Altra grande rivoluzione di grande impatto risulta esser un reparto registico davvero encomiabile con delle cutscene dal forte pathos ed in grado di farti costantemente percepire
il pericolo in ogni dove ed altresì condite da una buona dose di splatter che di certo non avrà fatto storcere il naso ai puristi ed agli amanti del genere, ma soprattutto una crudeltà di contenuto che assume aspetti ancora più tetri grazie ad una veste grafica sorretta dal RE Engine in uno stato di forma particolarmente convincente che riesce a dare il meglio di se con la sua illuminazione cupa, con il suo ottimo livello di dettaglio, con il suo tono così profondamente horror senza concessioni moderne alla spettacolarità dell’azione ad ogni costo, ma anzi crogiolandosi con sottile piacere negli spazi angusti, negli angoli bui e nelle innumerevoli macchie di sangue che creano riflessi inquietanti sotto la luce della mitica e preziosissima torcia.

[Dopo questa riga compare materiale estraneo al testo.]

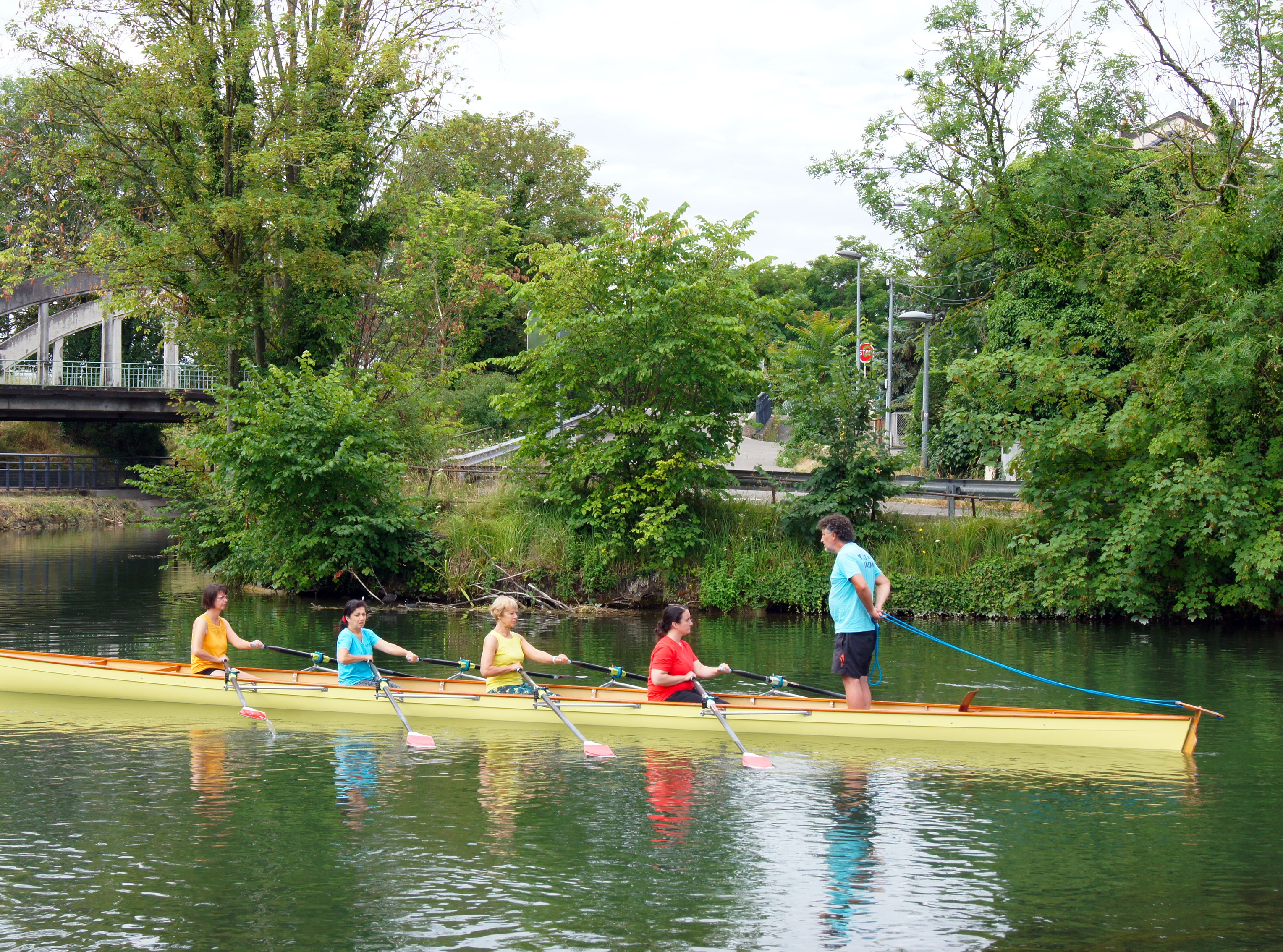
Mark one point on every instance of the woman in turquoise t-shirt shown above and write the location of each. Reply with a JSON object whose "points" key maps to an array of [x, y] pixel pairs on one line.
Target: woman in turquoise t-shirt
{"points": [[357, 647]]}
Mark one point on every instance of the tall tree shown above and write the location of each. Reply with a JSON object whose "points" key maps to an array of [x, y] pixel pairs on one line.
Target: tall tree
{"points": [[654, 337], [242, 149]]}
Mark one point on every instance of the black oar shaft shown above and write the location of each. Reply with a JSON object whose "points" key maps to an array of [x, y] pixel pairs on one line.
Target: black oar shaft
{"points": [[319, 657], [777, 682], [613, 672]]}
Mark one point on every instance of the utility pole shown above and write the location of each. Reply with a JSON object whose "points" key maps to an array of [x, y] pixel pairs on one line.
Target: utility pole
{"points": [[891, 343]]}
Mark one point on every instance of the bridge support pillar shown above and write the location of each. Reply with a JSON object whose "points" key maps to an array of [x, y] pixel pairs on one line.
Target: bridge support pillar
{"points": [[43, 344], [112, 345], [171, 361]]}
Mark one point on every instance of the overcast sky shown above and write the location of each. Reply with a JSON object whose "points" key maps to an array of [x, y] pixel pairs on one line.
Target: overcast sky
{"points": [[717, 105]]}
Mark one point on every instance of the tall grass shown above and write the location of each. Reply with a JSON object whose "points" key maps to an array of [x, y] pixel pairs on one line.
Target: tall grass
{"points": [[490, 531], [932, 547]]}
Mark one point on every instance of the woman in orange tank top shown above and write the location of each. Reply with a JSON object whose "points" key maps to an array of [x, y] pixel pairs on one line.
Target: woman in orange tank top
{"points": [[211, 634]]}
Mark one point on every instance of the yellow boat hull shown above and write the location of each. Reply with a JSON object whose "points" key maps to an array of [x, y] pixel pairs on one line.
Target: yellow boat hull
{"points": [[429, 698]]}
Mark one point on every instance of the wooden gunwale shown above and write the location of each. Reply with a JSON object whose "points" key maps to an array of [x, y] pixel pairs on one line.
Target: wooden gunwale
{"points": [[444, 687]]}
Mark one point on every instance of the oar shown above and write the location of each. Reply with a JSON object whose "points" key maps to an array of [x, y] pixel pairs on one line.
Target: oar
{"points": [[247, 711], [591, 748], [750, 760], [462, 664], [465, 665], [782, 683], [615, 672], [412, 738], [321, 659]]}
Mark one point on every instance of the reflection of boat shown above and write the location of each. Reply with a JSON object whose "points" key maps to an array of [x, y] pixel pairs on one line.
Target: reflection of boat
{"points": [[615, 707], [209, 779]]}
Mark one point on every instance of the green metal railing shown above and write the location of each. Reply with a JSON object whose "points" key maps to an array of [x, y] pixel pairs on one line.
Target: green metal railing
{"points": [[140, 377]]}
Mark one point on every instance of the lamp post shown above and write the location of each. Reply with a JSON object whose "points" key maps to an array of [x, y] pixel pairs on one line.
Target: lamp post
{"points": [[925, 320], [857, 258]]}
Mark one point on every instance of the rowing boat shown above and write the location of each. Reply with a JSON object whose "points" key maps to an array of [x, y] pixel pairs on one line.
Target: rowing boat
{"points": [[281, 690]]}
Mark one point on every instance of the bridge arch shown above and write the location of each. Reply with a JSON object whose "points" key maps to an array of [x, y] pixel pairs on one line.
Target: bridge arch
{"points": [[54, 329]]}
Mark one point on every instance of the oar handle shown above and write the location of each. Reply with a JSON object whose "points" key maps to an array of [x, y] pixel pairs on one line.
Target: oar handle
{"points": [[614, 672], [321, 657], [780, 683]]}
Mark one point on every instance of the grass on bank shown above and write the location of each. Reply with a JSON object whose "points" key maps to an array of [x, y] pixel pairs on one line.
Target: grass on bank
{"points": [[495, 539], [38, 437], [50, 511]]}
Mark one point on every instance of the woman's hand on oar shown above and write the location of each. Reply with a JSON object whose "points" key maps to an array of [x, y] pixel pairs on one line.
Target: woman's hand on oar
{"points": [[615, 672], [542, 695], [750, 760]]}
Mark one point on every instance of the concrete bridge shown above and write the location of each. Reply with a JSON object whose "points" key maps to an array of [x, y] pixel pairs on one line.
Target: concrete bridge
{"points": [[38, 384]]}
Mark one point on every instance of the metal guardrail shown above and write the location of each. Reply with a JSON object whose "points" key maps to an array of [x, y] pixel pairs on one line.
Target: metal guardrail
{"points": [[488, 455], [138, 377], [70, 471]]}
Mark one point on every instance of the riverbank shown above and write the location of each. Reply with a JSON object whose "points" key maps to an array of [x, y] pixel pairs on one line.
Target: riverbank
{"points": [[34, 511], [495, 542]]}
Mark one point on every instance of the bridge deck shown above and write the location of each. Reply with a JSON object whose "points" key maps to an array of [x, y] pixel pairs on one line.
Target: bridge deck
{"points": [[105, 403]]}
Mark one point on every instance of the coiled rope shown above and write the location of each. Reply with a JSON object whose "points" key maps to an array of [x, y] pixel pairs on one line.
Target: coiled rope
{"points": [[1045, 680]]}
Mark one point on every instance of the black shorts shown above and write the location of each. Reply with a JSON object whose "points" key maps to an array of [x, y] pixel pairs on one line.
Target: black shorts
{"points": [[854, 652]]}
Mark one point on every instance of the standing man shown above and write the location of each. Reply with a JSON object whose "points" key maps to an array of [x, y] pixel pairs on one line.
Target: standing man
{"points": [[857, 591]]}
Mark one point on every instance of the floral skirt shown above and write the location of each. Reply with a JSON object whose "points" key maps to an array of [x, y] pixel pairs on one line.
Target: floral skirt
{"points": [[511, 689]]}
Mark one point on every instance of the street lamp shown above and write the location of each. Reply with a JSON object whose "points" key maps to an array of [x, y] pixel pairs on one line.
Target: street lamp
{"points": [[857, 258], [925, 320]]}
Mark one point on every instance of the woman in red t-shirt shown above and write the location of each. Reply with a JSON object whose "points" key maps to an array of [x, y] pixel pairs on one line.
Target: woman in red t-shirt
{"points": [[674, 662]]}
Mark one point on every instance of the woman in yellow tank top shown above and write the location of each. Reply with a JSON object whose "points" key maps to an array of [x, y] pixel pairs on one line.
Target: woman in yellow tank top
{"points": [[211, 633], [506, 651]]}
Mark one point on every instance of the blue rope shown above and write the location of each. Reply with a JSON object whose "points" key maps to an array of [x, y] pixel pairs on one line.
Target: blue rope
{"points": [[1045, 680]]}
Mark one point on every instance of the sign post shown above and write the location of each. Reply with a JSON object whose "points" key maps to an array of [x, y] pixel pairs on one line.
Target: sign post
{"points": [[867, 356]]}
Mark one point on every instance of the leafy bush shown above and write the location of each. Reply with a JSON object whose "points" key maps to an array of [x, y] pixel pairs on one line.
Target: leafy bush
{"points": [[651, 333], [304, 486], [832, 408]]}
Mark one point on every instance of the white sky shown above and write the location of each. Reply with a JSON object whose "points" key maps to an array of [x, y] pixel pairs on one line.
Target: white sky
{"points": [[714, 103]]}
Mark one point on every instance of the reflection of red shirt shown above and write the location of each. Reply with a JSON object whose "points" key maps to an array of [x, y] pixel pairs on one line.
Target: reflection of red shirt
{"points": [[675, 657]]}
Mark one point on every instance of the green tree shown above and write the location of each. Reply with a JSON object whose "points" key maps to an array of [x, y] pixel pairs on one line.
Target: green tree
{"points": [[304, 485], [654, 335], [238, 151], [832, 408], [542, 186]]}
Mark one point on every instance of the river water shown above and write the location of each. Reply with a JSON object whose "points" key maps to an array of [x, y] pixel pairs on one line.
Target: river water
{"points": [[141, 826]]}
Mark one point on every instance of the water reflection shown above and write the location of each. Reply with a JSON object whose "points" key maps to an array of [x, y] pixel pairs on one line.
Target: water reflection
{"points": [[211, 783], [356, 775], [670, 780], [510, 840], [851, 859], [502, 775]]}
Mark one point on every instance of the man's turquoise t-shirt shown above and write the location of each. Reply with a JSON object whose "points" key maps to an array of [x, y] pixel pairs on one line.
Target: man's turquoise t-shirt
{"points": [[848, 612], [365, 644]]}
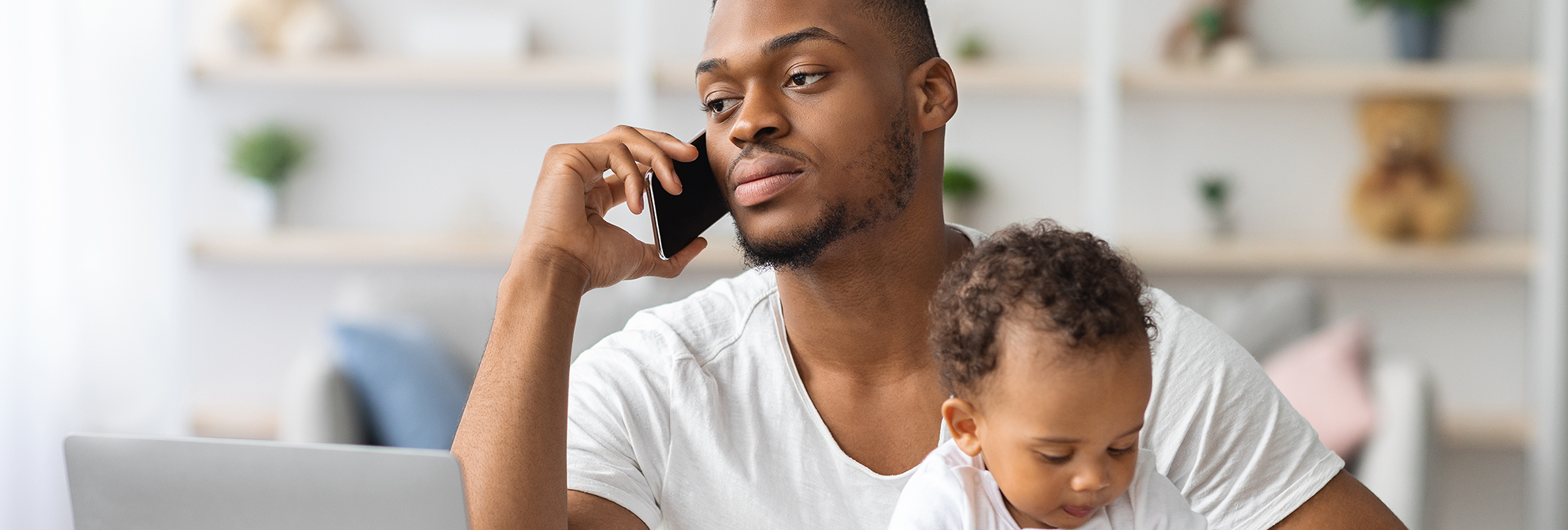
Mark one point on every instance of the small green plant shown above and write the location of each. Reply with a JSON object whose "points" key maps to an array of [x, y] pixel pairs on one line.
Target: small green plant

Preservando l’indole della controparte originale il gioco ci permetterà di poter scegliere nelle primissime fasi con chi tra i mitici Leon S. Kennedy e Claire Redfield intraprendere questa terrificante avventura che cronologicamente si colloca immediatamente dopo gli avvenimenti del primo capitolo, con la povera Jill Valentine in fuga dopo la “visita” a villa Spencer e con una Raccoon City infestata da abitanti mutati a causa della diffusione su larga scala del T-Virus. Le vicende dei due protagonisti si intrecceranno ben presto a seguito di un primo giorno di lavoro del nostro Leon decisamente “impegnativo” come poliziotto, ed una disperata ricerca di un certo Chris Redfield da parte della sorellina Claire, una studentessa universitaria assai impavida e coraggiosa che, facendo squadra proprio con Leon, a seguito di mille peripezie giungerà nella tanto iconica stazione di polizia anch’essa popolata da una miriade di zombie pronti ad accoglierli a braccia aperte.
Ritorno al passato
Nonostante le migliorie ed i piccoli accorgimenti a livello di gameplay ed alcuni “escamotage” dal punto di vista narrativo che ci permetteranno di procrastinare la nostra avventura fino a raggiungere, in linea generale, un totale di otto ore poiché stiamo pur sempre parlando di un Resident Evil vecchio stampo ed insomma di un vero e proprio “survival horror” con tanto di livello di difficoltà inizialmente selezionabile, un quantitativo di munizioni scarsissime, un inventario ultra limitato, le mitiche erbe curative verdi e rosse ed i classici salvataggi alla macchina da scrivere che si dovranno gestire soprattutto alle difficoltà più alte con tanta parsimonia mentre alla difficoltà standard ci sarà la possibilità di ripartire non solo dai checkpoint (tra l’altro mai invasivi e ben razionalizzati) ma anche da un sistema di salvataggio che non necessita degli iconici nastri. Senza contare poi degli zombie che tornano più che mai a essere sinonimo di un pericolo lento ma tremendamente implacabile con anche un singolo non-morto destinato a diventare un brutto problema da gestire (specie se incontrato in un corridoio non esattamente spazioso) poiché esiste costantemente il rischio di esser morsi da questi ultimi con l’inquadratura che cambia e si stringe sui malcapitati Leon o Claire di turno con una prospettiva ravvicinata e disorientante, scelta registica esemplare non solo nel mostrare gli eccellenti modelli poligonali degli zombie ma improvvisa ed estremamente perturbante al punto di far perdere il senso dell’orientamento e veicolando ancora di più il fruitore in una spirale di ansia, angoscia e di minaccia anche perché, proprio come una volta, bastano pochissimi morsi per incorrere nel temuto game over…sicuramente più tollerante rispetto al passato ma inequivocabilmente assai frustrante.